I also need to mention that the world building really expands in this instalment. We get a glimpse of life outside of Kekon, and the city of Janloon, and travel to the city of Port Massy in Espenia. Through Anden’s character we see the cultural differences between Kekon and Espenia. Whereas Janloon is a city full of clan hierarchy, tradition, and once again honour, Port Massy very much portrays a more Western setting, with its more brazen culture, and its domineering brutish gang of Crews. For Anden, who is thrust into a city where he cannot speak the language or understand the cultural rules, this is the biggest shock of his life, but one that he tries his best to adjust to.
One of the main conflicts present throughout Jade War is progression vs tradition. Should jade be traded freely with the Espenian military and other foreigners? Or like Hilo’s view, should it be sacred to the Kekonese race, and be their decision on where and how much should be distributed? Kekon would economically grow with exportation, but at what cost to the Kekonese culture? This debate was really fascinating, and seeing different sides to the argument, well, it really made me think.

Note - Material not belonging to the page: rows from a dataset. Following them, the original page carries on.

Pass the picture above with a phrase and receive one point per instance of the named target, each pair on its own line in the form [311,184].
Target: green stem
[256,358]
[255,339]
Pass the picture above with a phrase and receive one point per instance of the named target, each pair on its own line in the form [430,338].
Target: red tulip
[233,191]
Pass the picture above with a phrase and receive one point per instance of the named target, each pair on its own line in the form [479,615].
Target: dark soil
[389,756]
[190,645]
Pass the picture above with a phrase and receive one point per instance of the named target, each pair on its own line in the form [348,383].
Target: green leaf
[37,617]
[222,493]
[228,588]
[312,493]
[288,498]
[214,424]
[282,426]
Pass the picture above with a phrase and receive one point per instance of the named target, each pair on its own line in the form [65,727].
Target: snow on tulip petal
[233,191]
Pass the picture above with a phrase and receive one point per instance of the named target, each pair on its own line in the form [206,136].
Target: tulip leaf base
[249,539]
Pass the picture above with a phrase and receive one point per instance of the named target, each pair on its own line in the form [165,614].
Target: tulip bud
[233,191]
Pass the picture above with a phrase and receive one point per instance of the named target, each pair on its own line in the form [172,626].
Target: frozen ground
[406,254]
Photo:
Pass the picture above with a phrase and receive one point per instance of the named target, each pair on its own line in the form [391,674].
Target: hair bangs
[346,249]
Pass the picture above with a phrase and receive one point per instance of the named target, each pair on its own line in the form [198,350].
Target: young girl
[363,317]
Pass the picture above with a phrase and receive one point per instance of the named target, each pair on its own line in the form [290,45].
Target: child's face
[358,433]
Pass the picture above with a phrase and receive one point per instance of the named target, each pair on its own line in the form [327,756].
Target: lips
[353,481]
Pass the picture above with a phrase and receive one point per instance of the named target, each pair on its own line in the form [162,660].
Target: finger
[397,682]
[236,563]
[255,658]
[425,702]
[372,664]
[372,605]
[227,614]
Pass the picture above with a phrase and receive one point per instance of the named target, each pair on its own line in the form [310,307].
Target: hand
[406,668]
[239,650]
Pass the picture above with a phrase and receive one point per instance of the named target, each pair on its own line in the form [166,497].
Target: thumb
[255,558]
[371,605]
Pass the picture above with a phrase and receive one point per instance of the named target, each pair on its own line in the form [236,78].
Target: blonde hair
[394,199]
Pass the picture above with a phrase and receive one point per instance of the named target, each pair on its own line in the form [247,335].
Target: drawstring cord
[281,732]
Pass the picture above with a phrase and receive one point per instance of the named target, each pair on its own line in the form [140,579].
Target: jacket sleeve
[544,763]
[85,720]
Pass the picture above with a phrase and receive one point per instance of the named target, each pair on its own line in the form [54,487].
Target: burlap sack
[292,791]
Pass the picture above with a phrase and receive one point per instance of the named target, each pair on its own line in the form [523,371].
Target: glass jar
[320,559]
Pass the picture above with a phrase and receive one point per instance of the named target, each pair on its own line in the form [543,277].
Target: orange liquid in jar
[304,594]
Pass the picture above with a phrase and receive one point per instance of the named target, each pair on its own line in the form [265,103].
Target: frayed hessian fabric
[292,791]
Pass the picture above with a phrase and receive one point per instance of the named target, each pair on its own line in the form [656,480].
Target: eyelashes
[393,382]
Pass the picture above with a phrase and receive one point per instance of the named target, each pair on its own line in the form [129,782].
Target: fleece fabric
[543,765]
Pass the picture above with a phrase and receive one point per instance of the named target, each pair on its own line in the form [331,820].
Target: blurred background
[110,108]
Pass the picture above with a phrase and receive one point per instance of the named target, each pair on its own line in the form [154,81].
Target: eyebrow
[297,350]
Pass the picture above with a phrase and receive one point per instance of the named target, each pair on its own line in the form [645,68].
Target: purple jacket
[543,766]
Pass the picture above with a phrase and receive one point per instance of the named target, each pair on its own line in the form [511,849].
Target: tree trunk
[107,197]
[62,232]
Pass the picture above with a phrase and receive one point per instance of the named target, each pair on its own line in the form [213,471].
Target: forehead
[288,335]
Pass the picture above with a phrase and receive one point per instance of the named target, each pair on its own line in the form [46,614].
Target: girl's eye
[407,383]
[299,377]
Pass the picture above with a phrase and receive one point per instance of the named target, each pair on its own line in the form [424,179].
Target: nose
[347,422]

Wow, this review is a lot longer than I intended, but I guess I just had so much to say! Anyway to wrap things up, overall Jade War is the very definition of a sequel done right. Every aspect of the book develops from the first, becomes more complex, whilst still retaining that stellar vivid prose. We really do need more urban fantasy of this standard because Fonda Lee shows us how exhilarating it can be.
ARC provided by Orbit in exchange for an honest review.
Jade War is due for release 25th July 2019.